Early on in Lexit the Movie, the late Tony Benn says:
In Europe, all the key positions are appointed, not elected.
I’m inclined to trust Benn, and distrust all large, powerful governments. But it seems the above claim requires a bit of context.
The BBC said in 2016:
The [EU] Commission… proposes new legislation, draws up the EU’s annual budget and manages and supervises EU funding… Its president is nominated by the national leaders and then elected by the European Parliament by majority vote. Based on member states’ suggestions, the Commission’s president selects 27 other members of the Commission for a five-year period, each with a specific policy portfolio…
any new legislation proposed by the Commission still has to be agreed by the member states and passed by the European Parliament, which is directly elected by EU voters.
It concluded:
The statement of unelected bureaucrats making decisions in the EU is therefore somewhat misleading.

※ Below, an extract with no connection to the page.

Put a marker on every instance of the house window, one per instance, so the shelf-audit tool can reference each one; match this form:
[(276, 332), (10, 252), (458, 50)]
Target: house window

LSE’s Prof Simon Hix, meanwhile, insisted that:
I would be one of the first to acknowledge that the EU does not feel as democratic as it could or should be… [but] the Commissioners and the Commission are more scrutinised and more accountable than British cabinet ministers…
And he stressed:
it is easy to claim that the EU is run by ‘unelected bureaucrats’, but the reality is quite a long way from that.